Depression or Change of Life

I was wondering about something someone said to me about my attitude. I stay home on the weekends, I don’t have a night life and I don’t drink alcohol or do drugs. I have done these things most of my life, and had nothing to show for the party life until a few years ago. I changed my life style, due to respect for myself as well as others yet, I began wondering after the comment was made about how depressing I must be, that I had to be sure I wasn’t just suffering from any of the symptoms of depression, especially at my age. I realized I am just another one of those different kinds of people, who wants to change their life. The symptoms I have brought to life from several web sites can create a mode of fear, yet in the reality of those who suffer, there is hope, if they reach out and let others guide them:

“One in four older people have symptoms of depression that require treatment. Part of the problem is that depression in older people is hard to untangle from the many other disorders that affect older people, and its symptom profile is somewhat different from that in other adults.
Physical illness increases the risk of depression.

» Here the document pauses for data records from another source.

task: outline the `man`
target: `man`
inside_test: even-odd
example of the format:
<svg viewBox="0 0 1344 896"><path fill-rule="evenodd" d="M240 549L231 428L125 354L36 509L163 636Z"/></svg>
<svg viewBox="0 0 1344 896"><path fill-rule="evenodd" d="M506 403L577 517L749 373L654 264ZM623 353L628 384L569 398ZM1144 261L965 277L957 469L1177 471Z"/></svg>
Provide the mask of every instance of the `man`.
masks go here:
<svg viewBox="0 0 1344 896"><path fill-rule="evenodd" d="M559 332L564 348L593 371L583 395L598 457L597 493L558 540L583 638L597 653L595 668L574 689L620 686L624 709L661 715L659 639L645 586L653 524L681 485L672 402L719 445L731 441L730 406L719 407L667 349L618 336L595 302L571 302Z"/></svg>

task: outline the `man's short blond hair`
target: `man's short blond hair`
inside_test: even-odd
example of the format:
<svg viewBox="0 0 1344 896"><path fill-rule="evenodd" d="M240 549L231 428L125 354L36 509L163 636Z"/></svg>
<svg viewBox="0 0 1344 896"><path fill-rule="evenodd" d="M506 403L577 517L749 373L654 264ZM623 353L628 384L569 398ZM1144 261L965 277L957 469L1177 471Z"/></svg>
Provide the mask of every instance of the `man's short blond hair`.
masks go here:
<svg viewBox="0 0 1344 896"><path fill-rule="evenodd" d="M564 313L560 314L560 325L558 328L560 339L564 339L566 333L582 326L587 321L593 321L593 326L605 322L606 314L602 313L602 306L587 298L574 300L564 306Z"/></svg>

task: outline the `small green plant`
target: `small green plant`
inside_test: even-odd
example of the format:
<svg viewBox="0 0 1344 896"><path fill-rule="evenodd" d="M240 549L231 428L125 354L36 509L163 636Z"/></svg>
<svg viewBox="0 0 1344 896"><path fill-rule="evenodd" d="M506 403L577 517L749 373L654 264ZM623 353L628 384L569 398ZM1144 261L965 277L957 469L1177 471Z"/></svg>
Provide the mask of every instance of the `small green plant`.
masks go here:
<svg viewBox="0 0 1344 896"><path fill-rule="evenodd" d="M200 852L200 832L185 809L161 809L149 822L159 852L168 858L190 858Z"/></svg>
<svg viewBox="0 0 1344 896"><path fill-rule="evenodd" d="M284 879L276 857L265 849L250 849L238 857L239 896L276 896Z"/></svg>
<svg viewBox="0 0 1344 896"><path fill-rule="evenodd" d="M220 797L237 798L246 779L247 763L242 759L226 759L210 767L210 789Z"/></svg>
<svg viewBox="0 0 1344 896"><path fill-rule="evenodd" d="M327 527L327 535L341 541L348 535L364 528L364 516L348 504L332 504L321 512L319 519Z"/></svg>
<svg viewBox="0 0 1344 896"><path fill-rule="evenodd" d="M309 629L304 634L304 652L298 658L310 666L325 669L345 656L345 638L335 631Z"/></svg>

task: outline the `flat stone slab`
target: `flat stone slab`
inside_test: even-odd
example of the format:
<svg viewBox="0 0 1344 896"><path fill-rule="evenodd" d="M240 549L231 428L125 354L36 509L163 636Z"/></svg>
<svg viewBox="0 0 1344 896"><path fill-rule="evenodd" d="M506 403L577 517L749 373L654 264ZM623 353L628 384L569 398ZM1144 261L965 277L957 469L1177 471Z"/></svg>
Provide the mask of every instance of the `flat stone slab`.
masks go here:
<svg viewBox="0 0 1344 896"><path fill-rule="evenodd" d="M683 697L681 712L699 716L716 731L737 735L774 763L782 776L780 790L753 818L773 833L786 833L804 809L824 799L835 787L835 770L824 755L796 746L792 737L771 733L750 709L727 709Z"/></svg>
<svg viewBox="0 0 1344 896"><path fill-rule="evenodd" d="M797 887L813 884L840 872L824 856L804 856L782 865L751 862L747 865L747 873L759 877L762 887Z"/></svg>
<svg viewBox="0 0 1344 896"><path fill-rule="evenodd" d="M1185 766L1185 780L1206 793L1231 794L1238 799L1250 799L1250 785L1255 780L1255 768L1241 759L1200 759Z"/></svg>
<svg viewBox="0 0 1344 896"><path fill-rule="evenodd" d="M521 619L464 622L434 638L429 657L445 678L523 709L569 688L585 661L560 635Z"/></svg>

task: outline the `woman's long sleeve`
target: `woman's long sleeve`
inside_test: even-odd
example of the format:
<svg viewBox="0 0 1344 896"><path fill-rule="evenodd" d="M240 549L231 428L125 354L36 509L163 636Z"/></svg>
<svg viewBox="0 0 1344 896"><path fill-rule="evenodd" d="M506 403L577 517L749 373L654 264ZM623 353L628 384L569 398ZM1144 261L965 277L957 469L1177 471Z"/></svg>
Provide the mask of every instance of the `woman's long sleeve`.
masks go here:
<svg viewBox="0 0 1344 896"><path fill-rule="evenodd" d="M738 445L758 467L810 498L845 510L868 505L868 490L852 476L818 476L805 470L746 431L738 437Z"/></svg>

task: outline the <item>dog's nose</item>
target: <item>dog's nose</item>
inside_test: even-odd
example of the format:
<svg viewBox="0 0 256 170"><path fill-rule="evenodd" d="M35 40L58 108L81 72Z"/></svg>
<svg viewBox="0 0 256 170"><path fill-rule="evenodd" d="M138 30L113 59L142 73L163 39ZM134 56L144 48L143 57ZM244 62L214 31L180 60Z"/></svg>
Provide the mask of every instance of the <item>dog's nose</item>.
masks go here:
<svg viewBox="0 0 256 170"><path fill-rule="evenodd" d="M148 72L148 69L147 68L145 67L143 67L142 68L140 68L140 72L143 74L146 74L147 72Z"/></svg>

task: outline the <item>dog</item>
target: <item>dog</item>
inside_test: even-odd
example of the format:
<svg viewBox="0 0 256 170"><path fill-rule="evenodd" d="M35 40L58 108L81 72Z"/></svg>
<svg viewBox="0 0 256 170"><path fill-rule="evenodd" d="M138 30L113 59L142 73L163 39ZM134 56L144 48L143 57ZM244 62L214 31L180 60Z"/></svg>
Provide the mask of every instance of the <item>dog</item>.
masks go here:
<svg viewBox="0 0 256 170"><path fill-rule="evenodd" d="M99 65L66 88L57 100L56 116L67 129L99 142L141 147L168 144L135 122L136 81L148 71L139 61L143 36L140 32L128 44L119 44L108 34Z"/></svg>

Evidence from neuroscience, genetics, and clinical investigation demonstrates that depression is a disorder of the brain. Modern brain imaging technologies are revealing that in depression, neural circuits responsible for the regulation of moods, thinking, sleep, appetite, and behavior fail to function properly, and that critical neurotransmitters -- chemicals used by nerve cells to communicate -- are perhaps out of balance.”
“Symptoms of depression include a persistent sad mood; loss of interest or pleasure in activities that were once enjoyed; significant change in appetite or body weight; difficulty sleeping or oversleeping; physical slowing or agitation; loss of energy; feelings of worthlessness or inappropriate guilt; difficulty thinking or concentrating; and recurrent thoughts of death or suicide. A diagnosis of major depressive disorder (or unipolar major depression) is made if an individual has five or more of these symptoms during the same two-week period. There are many barriers to the diagnosis of depression in late life. Some of these barriers reflect the nature of the disorder: depression occurs in a complex medical and psychosocial context. In the elderly, the signs and symptoms of major depression are frequently attributed to “normal aging,” atherosclerosis, Alzheimer’s disease, or any of a host of other age-associated afflictions. Psychosocial antecedents such as loss, combined with decrements in physical health and sensory impairment, can also divert attention from clinical depression.”